Oh ... did I mention that Rice *really* likes to describe her princes and princesses being spanked?

Also, Rice seems to have included any notion that struck her as "erotic" at the time, without stopping to consider the real-world implications. "Dear god, who knew that Ms. Rice had such a disgustingly vast knowledge of sexual torture", one review asked: well, she DOESN'T. She has no idea what she's writing about: Anne Rice is completely ignorant, irresponsibly so, about her subject matter. What we see in the "Hall of Punishments", to give one specific example, would cripple or kill a human being within a very few hours, although we're told that "punishments" are not to cause injury, only pain.

There were things in this book that bothered poor squeamish little me in other ways. I believe I've made clear that I thought Rice's obsession with spanking -- and spanking, and spanking, and spanking, and spanking -- her characters grew monotonous, excruciatingly so. And I REALLY didn't need the specific information that the fifteen-year-old heroine's "groom" arranges her hair in such a way as to make her look even younger than she is. (Nor is this the most offensive item. In the grotesquely racist third volume, Rice crosses the line into obvious pedophilia, mentioning the specific presence of "little boys" .)

And it goes on, and on, and on. Spanking. Tying up. Spanking. Lovingly detailed descriptions of how humiliated the heroine feels. More spanking. Leather straps. Suspension. Spanking. Pony-play (apparently this fantasy version of Medieval Europe has no draft animals at all, only "princes"). More humiliation. Spanking.

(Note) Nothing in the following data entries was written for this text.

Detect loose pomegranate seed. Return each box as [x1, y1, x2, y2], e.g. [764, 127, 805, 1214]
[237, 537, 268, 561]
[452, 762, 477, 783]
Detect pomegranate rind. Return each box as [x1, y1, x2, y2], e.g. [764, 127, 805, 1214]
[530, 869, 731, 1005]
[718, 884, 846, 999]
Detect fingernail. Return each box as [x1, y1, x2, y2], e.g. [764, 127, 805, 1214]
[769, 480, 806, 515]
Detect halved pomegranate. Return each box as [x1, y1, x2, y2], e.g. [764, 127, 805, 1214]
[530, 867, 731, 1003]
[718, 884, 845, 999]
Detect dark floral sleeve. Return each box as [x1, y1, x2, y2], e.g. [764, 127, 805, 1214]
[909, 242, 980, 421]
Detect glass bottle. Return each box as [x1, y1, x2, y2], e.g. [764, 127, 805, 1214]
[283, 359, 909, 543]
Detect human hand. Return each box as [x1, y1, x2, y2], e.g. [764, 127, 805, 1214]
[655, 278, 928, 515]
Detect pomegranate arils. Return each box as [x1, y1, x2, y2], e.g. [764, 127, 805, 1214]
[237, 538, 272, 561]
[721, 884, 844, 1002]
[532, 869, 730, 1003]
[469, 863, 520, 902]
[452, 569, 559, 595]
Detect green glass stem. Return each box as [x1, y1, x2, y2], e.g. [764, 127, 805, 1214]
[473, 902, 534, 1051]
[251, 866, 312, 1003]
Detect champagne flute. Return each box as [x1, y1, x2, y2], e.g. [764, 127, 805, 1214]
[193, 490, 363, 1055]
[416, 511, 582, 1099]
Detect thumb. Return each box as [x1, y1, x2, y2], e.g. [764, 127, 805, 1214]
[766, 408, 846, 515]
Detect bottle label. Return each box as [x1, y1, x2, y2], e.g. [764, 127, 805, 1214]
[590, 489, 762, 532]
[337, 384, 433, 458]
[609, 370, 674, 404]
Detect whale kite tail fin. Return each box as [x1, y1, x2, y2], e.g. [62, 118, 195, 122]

I can only apply to this astoundingly tedious book, and to its sequels, that single worst word that can be applied to any piece of erotica:

They are BORING.

Rating: 5 stars
Summary: The Pleasures of Pain
Review: This is quite possibly the best written erotica I have ever come across! The story captured me and I just could not put it down. The characters are so beautifuly written and the way Rice has discribes their "punishments" and longing so wonderfully. Dont listen to those nasty little 1-3 star reviews, this happens to be a great book for anyone interested in the art of erotica. I especially recommend it for any first time erotica readers. 5 stars all the way!